Leopold Sonnemann (29 October 1831 – 30 October 1909) was a German journalist, newspaper publisher, and political party leader during the periods of the North German Confederation and the German Empire. Publisher and editor of the Frankfurter Zeitung, Sonnemann also served as a deputy to the Reichstag and was a founding member of the German People's Party.

==Career==
Leopold Sonnemann was born to Jewish parents in Höchberg, Bavaria, in 1831. Well-educated in his youth, he became an astute businessman and organizer. He built upon his family business and amassed enough wealth by 1856 to purchase a Bavarian market publication, the Neue Frankfurter Zeitung. Rechristening it to simply Frankfurter Zeitung, Sonnemann devoted himself wholeheartedly to the paper as owner, editor, and contributing writer. The paper developed an influential position in the business community of southern Germany.

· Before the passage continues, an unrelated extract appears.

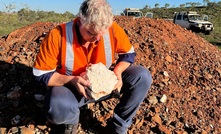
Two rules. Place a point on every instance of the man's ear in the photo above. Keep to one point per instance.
(79, 22)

Sonnemann was an active organizer and an effective orator. Though he could be clinically described as a social democrat, Sonnemann projected a highly individualized political presence which was regarded by contemporaries as somewhat esoteric. He helped to found the German People's Party in 1868 and, from 1871, served as its first delegate to the Reichstag.

==Legacy==
The Frankfurter Zeitung was kept running by Sonnemann's coterie, providing an alternative national media outlet for the German left. It survived precariously after the Nazi assumption of power, but was finally acquired by a subsidiary of the Nazi publishing organ, Eher Verlag, in 1938, and ultimately closed by Adolf Hitler's orders in August, 1943.